Later that month, Rich invited everyone for drinks after work as congratulations on the past year’s successful application launches. I found myself having a beer with Darren, introduced as the somewhat redundant sounding “Content Management System Manager” for one of the brands Rich–and, therefore, all of us–supported. “So, you’re the guy that pushes pretty buttons on websites,” I joked. Darren laughed. “Nah, my team develops the custom Drupal modules and front-end design.”

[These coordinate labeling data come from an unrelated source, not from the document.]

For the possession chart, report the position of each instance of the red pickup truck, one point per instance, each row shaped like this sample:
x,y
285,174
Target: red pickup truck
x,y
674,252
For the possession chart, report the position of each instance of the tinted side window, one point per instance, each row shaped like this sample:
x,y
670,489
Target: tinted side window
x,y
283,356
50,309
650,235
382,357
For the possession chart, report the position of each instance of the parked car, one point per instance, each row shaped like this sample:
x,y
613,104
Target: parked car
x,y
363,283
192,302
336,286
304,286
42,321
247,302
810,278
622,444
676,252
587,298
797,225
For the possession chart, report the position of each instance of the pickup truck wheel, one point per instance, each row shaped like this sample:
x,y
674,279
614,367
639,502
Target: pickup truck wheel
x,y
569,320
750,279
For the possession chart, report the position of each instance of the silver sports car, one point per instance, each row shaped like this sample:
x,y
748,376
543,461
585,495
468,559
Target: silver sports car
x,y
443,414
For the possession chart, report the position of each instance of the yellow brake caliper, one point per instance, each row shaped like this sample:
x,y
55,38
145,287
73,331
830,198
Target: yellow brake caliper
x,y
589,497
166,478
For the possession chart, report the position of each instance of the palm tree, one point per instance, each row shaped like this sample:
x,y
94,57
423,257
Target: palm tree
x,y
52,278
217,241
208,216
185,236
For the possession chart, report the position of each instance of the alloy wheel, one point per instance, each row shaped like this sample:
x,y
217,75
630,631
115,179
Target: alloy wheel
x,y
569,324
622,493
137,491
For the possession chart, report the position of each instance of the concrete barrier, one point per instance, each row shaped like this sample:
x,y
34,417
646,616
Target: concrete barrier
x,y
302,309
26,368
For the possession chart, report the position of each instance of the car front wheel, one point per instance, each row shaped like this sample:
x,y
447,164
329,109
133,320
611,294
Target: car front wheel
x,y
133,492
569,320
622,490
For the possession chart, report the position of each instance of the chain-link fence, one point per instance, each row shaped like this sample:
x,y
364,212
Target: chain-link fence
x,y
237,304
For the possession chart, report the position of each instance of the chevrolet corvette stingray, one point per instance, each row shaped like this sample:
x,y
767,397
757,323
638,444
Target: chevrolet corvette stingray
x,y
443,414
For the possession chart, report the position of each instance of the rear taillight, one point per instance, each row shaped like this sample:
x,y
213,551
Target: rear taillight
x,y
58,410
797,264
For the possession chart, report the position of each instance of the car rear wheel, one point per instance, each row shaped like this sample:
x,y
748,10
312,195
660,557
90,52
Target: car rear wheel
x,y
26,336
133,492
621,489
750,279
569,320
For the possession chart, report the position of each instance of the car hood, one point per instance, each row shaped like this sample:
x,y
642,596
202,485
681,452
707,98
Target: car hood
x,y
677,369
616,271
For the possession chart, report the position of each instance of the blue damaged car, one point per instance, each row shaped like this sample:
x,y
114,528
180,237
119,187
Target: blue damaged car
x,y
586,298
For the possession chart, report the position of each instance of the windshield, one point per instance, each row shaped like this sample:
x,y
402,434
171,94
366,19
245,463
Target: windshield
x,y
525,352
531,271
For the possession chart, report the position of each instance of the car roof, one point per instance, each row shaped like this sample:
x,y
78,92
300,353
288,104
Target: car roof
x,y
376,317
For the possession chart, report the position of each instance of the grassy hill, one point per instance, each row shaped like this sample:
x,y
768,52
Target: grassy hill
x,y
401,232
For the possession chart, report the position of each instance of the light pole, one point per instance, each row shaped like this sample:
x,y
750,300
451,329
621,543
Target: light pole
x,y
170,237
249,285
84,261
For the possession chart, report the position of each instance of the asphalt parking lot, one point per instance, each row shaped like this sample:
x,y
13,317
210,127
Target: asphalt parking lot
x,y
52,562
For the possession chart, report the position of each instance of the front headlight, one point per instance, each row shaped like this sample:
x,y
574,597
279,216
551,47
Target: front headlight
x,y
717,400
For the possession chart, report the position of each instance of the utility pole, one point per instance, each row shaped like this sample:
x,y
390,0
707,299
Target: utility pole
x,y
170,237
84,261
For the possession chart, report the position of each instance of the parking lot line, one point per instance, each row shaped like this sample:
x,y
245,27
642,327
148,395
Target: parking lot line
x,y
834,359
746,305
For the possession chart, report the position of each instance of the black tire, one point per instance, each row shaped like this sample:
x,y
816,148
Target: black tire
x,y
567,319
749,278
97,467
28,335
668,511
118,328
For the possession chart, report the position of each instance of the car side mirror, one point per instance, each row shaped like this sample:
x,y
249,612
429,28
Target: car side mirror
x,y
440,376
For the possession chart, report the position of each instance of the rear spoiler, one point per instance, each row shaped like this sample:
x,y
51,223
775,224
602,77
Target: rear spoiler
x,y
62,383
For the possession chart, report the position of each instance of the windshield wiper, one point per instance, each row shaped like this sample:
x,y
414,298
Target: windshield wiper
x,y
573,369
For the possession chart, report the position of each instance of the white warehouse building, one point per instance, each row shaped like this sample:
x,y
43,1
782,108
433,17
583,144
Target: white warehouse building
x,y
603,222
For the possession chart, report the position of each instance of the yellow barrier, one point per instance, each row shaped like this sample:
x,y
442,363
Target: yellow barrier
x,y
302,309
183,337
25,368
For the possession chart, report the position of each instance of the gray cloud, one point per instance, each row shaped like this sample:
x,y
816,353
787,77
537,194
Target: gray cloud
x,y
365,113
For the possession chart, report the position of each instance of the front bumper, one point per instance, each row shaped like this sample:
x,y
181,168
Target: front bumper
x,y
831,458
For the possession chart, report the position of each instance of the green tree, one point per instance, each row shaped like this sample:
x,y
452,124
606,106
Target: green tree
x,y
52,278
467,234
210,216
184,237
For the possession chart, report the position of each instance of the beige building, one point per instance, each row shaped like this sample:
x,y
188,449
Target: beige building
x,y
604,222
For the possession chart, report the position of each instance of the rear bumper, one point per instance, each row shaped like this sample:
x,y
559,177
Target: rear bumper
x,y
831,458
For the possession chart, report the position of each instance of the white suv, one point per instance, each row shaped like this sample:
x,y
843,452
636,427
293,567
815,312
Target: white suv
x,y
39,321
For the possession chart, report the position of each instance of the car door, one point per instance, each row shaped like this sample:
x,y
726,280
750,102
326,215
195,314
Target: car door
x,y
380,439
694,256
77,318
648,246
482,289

I was surprised as I was only aware of one development group. “Do you work with Chris’ team?” I asked.

He hesitated a moment, trying to place the name, then said, “Sort of. We commit to Git. They wave a wand to make it live. Sometimes we collaborate on Drupal core issues. They’re okay, I guess. I mean, we’re live, right? But, we’re pretty sure there’s something wrong with the setup and they keep saying it has to be our module.”

I smiled, remembering similar interactions, and asked what the issue was.

“A few months ago, we implemented an ingest hook to get assets from our vendor and process them for display on the site. In dev, we can do a full ingest of live data in just under an hour, but in production it seems to die randomly. It happens so often we implemented batching so we can re-process only parts of the feed after the ingest dies just so it can eventually complete. Even so, it takes upwards of six hours in prod and its reaching about eight hours this month. We keep spending time refactoring but I’m sure it’s not the module.”

I had a sinking feeling. “Does this run overnight?” I asked.

“Yea, every two or three days.”

I’m an idiot, I thought. I fished a business card out of my bag and asked Darren to call me, saying that I might know what’s going on. And worse, I kept to myself, we might be the cause.

After I ended the conference bridge with Darren and his lead developer the next day, I looked over my notes on the ingest logic he described. There was no doubt. This change was the cause of the random production issues we’d been experiencing. Darren’s team had the foresight to realize ingestion couldn’t occur from every node in the farm at the same time, nor could they rely on any single node always being available, and they knew the additional processing might impact production traffic, so their logic would randomly choose one on which to execute an ingest event after business hours. Given the typical load in production as the node served content to end users, the overhead of this added process was enough to impair or kill a single server, something they wouldn’t notice in the non-production environments.


Worse still, our remediation steps treated the issue as just a CPU alert and, in our attempt to “fix” that, we caused bigger problems. I realized we had broken several key concepts of “DevOps” that we needed to address right away, in addition to actually helping Darren with getting their ingestion logic working.

We called ourselves a “DevOps” team and, while our KPIs on the monthly reports testified to the improvements we had brought to the project, they weren’t enough if we weren’t properly aligned to the business. The RACI matrix we agreed to with the client listed Chris’ development team as responsible for anything code and application configuration related, while my team was responsible for infrastructure and operating systems. Although each team was designated to the other as “to be consulted,” in practice we’d regressed to the old siloed “operations versus development” mindset since we could simply point to the RACI. More importantly, we had completely missed including the critical development teams into our processes. This meant that we were all working on tiny pieces of the larger puzzle without understanding what was actually needed or what effects we were having, which actually decreased efficiency and reliability across the board.

These were key lessons and they seemed obvious in retrospect, but they led me to a more important one. I had become part of the problem. I had grown complacent with the quality of my team’s work. Instead of keeping focused on continually improving, I had grown weary of fighting political battles that shouldn’t have existed in the first place had I been properly highlighting project risks and working to improve the processes. I let myself, my team, and the customer down by not remaining vigilant, by acting like an old-school operations manager and not a DevOps lead.